The company has since run some limited trials testing hemp seed meal, subjected to some proprietary processing, as a one-to-one replacement for soy in Atlantic salmon. The results, Shivaprasad said, suggest the hemp protein is highly digestible and highly palatable.
The company will run its next two-week trial of the feed this year, and next year will run a more intensive, two-month-long feeding trial in conjunction with University of Stirling’s Institute of Aquaculture.
The hemp-based ingredient should be cost competitive for use in aquaculture diets when the company reaches scale in two to four years, Shivaprasad said. But in order to make this happen, he said, the company will need to sell the plant biomass as well as the seed from the hemp the grow — though they have a plan in place to sell the biomass into the construction industry for use making concrete.

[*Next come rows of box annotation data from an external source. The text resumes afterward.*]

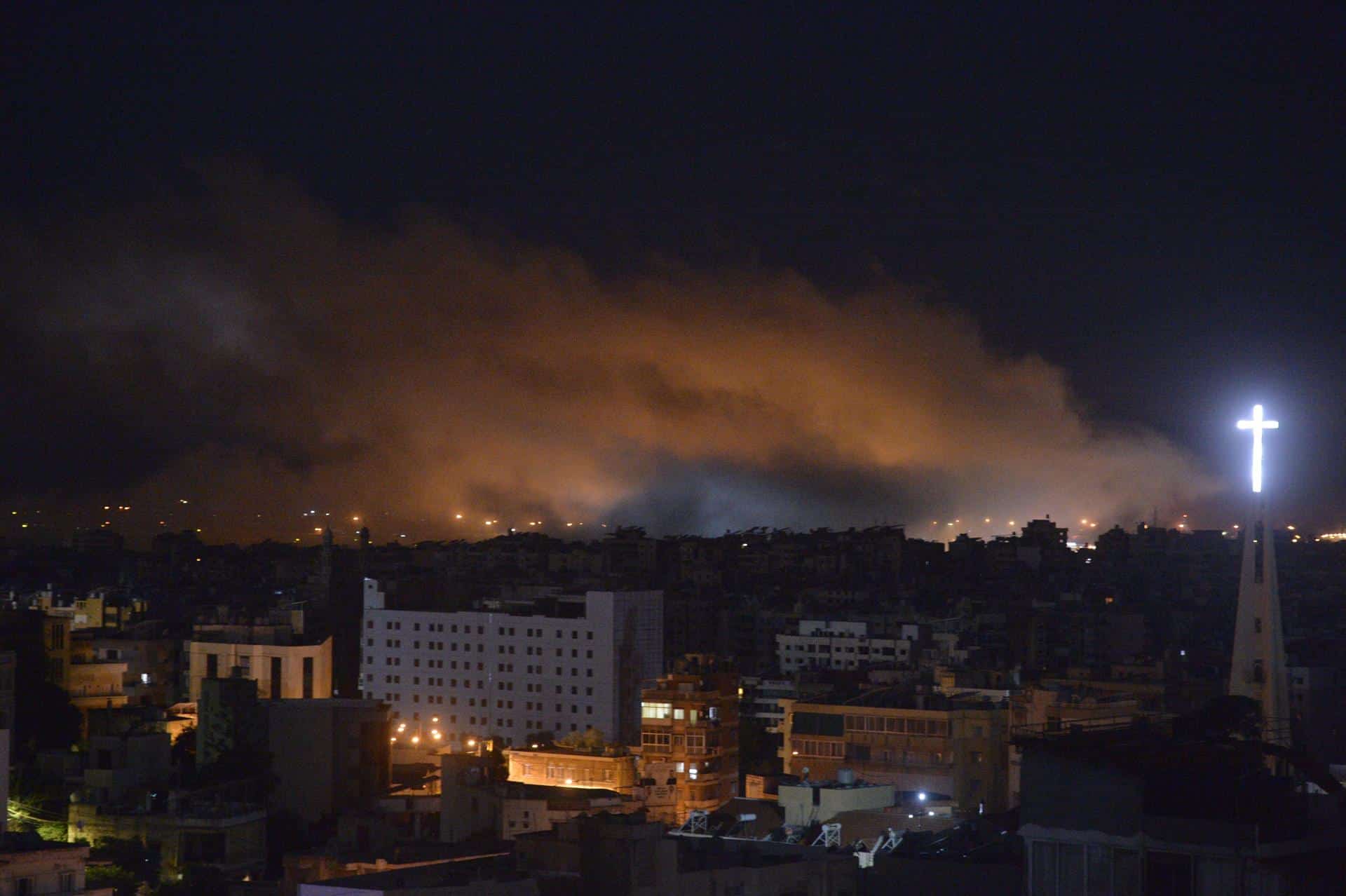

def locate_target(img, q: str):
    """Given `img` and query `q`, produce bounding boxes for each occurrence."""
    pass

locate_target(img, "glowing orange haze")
[21,170,1217,536]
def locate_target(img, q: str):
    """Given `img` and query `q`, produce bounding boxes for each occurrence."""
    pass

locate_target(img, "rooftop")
[308,853,526,893]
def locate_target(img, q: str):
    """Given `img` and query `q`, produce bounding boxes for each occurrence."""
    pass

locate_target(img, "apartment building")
[781,690,1010,815]
[361,578,664,747]
[638,672,739,823]
[775,619,916,674]
[187,625,332,702]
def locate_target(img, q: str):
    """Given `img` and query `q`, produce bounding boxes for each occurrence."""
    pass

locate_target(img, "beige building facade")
[781,700,1008,815]
[505,748,638,794]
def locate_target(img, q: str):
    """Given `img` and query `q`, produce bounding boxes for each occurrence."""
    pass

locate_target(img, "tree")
[85,862,142,896]
[556,728,607,752]
[89,837,159,882]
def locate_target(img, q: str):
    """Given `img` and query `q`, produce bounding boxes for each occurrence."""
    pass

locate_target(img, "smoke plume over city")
[0,165,1220,539]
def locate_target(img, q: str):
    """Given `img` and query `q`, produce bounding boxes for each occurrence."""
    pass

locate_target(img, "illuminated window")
[641,704,682,721]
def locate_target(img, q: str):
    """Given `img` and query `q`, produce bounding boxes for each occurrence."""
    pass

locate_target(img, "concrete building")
[439,754,501,843]
[186,627,332,701]
[86,631,182,706]
[299,855,540,896]
[496,782,642,839]
[0,831,113,896]
[505,747,638,794]
[261,698,389,823]
[196,674,266,768]
[67,788,266,880]
[514,814,862,896]
[1015,717,1346,896]
[781,690,1008,815]
[361,580,664,745]
[81,728,172,808]
[775,619,916,674]
[777,768,897,826]
[638,672,739,823]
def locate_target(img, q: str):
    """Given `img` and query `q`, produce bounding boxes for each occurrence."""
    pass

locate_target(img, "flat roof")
[304,853,526,892]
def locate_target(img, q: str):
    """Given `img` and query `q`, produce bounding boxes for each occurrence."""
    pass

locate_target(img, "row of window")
[641,702,720,722]
[784,644,907,656]
[845,716,949,738]
[365,638,594,659]
[790,740,845,759]
[365,619,594,637]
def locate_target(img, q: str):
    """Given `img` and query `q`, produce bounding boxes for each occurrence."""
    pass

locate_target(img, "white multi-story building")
[361,578,664,745]
[775,619,911,672]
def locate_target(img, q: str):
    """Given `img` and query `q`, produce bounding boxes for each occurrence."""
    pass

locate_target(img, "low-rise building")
[775,619,913,672]
[781,688,1008,815]
[67,788,266,880]
[505,745,639,794]
[777,768,897,827]
[1015,717,1346,896]
[639,672,739,823]
[0,831,113,896]
[186,627,332,701]
[261,698,390,823]
[299,857,540,896]
[496,782,644,839]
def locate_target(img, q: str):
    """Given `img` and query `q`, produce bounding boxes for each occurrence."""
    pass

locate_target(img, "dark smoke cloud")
[3,168,1217,537]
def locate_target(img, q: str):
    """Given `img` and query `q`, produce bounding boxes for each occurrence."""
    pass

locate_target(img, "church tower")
[1229,405,1291,721]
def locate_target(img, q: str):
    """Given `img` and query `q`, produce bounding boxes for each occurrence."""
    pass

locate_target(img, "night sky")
[0,4,1346,541]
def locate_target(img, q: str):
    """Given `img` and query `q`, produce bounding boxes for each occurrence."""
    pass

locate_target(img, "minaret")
[1229,405,1289,721]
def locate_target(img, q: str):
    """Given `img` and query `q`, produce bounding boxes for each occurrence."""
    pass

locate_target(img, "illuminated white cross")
[1238,405,1280,491]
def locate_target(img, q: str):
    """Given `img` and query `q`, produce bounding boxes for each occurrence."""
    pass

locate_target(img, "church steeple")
[1229,405,1289,722]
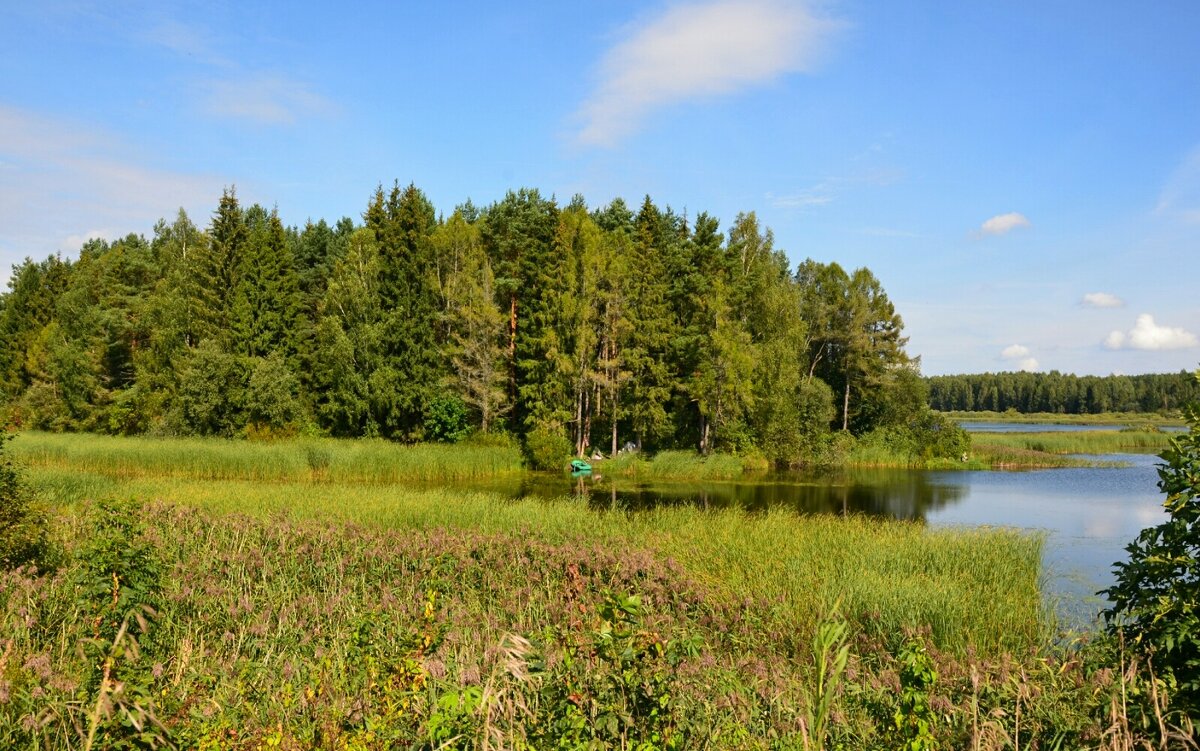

That means, unlike some other novel proteins, Shivaprasad said, hemp should be ready for market almost immediately in places where feeding hemp to animals is legal, such as the U.K. and the European Union. Rare Earth expects to begin some limited sales of its product next year.
But the long-term plan, Shivaprasad said, is to license the production and processing technologies developed by Rare Earth to other hemp and feed companies.
“It's going to take a bit of time to move things along and start getting scaled product to market, but we do feel that this crop can support existing supply chains in a more sustainable fashion,” Lewis said. “This is a beautiful time where planet and profit can come together, and that's where hemp really stands out. You don't have to compromise one or the other. There is opportunity for both.”